Berdasarkan arsip dan naskah Kerajaan/Kesultanan Buthuuni (baca Buton) adalah sebuah kerajaan yang berdaulat yang berdiri pada pertengahan abad ke 13 dan mengubah status pemerintahannya menjadi Negara Kesultanan pada tanggal 1 Ramadan tahun 948 H (1540 M) ketika itu agama Islam resmi diterima sebagai agama Negara.  Dari sumber-sumber berupa kabenci - kabenci (naskah-naskah) dan tula-tula (oral tradisional) yang tersimpan dalam berbagai bahasa dan versi menorehkan berbagai informasi keagungan dan kejayaan Kerajaan/Kesultanan Buthuuni di masa lampau.

Kabe-kabenci (naskah-naskah) dan tula-tula (oral tradisional) yang diwariskan secara turun temurun dari generasi generasi menorehkan berbagai informasi seperti masalah perundang-undangan, system dan struktur pemerintahan, tata aturan bernegara dan bermasyarakat kepemimpinan dan lain-lain yang dapat dikatagorikan sebagai sumber kekayaan sejarah Kerajaan/Kesultanan Buthuuni.  Melalui kabe-kabenci itu diketahui bahwa Wolio – Buthuuni (Buton) adalah sebuah Negara modern awal telah menyusun struktur pemerintahan, pembagian wilayah pusat dan daerah yang memiliki kedaulatan selama kurang lebih 7 abad lamanya, telah memerintah 6 orang raja dan 37 orang sultan.
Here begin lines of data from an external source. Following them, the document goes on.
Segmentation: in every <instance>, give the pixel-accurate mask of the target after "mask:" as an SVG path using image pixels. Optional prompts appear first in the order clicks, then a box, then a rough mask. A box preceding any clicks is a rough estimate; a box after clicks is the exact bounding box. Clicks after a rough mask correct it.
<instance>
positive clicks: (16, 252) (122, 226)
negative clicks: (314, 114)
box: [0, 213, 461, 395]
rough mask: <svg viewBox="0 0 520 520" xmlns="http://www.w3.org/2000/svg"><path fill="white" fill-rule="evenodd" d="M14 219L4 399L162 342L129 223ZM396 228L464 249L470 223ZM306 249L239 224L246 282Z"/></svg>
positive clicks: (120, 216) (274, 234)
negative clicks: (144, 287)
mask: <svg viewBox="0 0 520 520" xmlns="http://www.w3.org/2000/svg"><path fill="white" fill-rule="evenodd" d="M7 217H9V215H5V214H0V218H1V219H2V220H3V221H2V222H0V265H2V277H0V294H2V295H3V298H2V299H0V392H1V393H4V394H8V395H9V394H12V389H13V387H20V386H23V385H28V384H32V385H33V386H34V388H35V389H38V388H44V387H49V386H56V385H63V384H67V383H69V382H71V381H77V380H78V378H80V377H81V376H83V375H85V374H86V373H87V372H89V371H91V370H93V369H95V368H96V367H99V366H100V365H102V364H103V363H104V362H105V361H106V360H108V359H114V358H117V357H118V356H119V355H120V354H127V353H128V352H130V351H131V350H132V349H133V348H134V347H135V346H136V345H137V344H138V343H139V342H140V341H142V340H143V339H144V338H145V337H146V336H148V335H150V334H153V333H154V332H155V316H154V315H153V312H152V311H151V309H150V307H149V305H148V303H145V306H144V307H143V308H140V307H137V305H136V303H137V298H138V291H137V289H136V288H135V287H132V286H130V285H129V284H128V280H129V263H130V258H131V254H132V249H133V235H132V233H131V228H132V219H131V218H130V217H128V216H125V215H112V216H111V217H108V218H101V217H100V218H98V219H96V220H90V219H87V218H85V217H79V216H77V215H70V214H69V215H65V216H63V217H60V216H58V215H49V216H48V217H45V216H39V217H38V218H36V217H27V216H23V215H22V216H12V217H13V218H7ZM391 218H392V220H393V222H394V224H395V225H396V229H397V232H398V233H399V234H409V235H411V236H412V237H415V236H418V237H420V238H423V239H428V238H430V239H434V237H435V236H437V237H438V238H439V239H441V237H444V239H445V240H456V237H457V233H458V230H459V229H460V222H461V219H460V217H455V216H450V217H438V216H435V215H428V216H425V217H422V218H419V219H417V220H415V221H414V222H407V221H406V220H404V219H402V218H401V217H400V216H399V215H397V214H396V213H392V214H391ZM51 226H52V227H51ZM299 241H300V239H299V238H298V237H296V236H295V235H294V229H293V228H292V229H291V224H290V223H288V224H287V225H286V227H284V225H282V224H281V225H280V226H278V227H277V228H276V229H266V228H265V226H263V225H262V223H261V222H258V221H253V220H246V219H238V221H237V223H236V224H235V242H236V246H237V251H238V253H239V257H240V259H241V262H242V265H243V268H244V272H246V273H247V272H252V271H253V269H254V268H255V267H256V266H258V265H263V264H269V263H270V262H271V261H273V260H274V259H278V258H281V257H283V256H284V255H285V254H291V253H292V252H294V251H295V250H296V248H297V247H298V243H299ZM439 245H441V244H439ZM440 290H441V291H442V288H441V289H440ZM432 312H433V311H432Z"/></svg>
Wilayah kekuasaan Kerajaan/Kesultanan Buthuuni terdiri dari pusat dan daerah dengan pusat pemerintahan adalah Wolio (sekarang Kota Baubau) dan daerah kekusaaan terdiri dari Barata dan Kadie yang meliputi gugusan kepulauan dikawasan bagian tenggara jazirah Sulawesi Tengggara yang terdiri dari Pulau Buthuuni ( Buton ), Pulau Muna, Pulau Kabaena, Pulau-Pulau Tiworo, Tikola, Tobeya, Tobeya Besar dan Tobeya Kecil, Pulau Makassar, Pulau Kadatua, Masiri, dan Pulau Siompu, Pulau Talaga Besar, Pulau Talaga Kecil, Poleang, Rumbia, Pulau Wawonii, Pulau Wanci, Pulau Tomia dan Pulau Binongko.  Dari keseluruhan wilayah terdapat 72 Kadie dan 4 wilayah Barata.  Adapun empat wilayah barata adalah Barata Tiworo, Barata Kolencusu, Barata Muna dan Barata Kaedupa.

Periode pemerintahan dimulai sejak Raja Pertama Wa Kaa Kaa sampai dengan Sultan La Ode Muhammad Falihi sebagi Sultan terakhir wafat tahun 1960.  Memasuki periode pasca kemerdekaan, kecemerlangan budaya Wolio Buthuuni mengalami stagnasi seiring dengan terpaan gelombang modernisasi pada era global, budaya Wolio Buthuuni semakin terkikis secara perlahan terlupakan dan akhirnya menuju ambang kemunduran.  Ditengah kemunduran itu kebudayaan Wolio Buthuuni masih menyisahkan kebesarannya untuk menjadi acuan dan pedoman dalam rangka kebangkitan kembali untuk itu kebudayaan Wolio Buthuuni perlu di dorong dengan berbagai kegiatan seperti penataan kelembagaan, melakukan penelitian dan pengkajian ilmiah serta menulisan sejarah dan budaya guna merekontruksi kembali nilai-nilai kearifan sejarah dan kebudayaan Wolio Buthuuni.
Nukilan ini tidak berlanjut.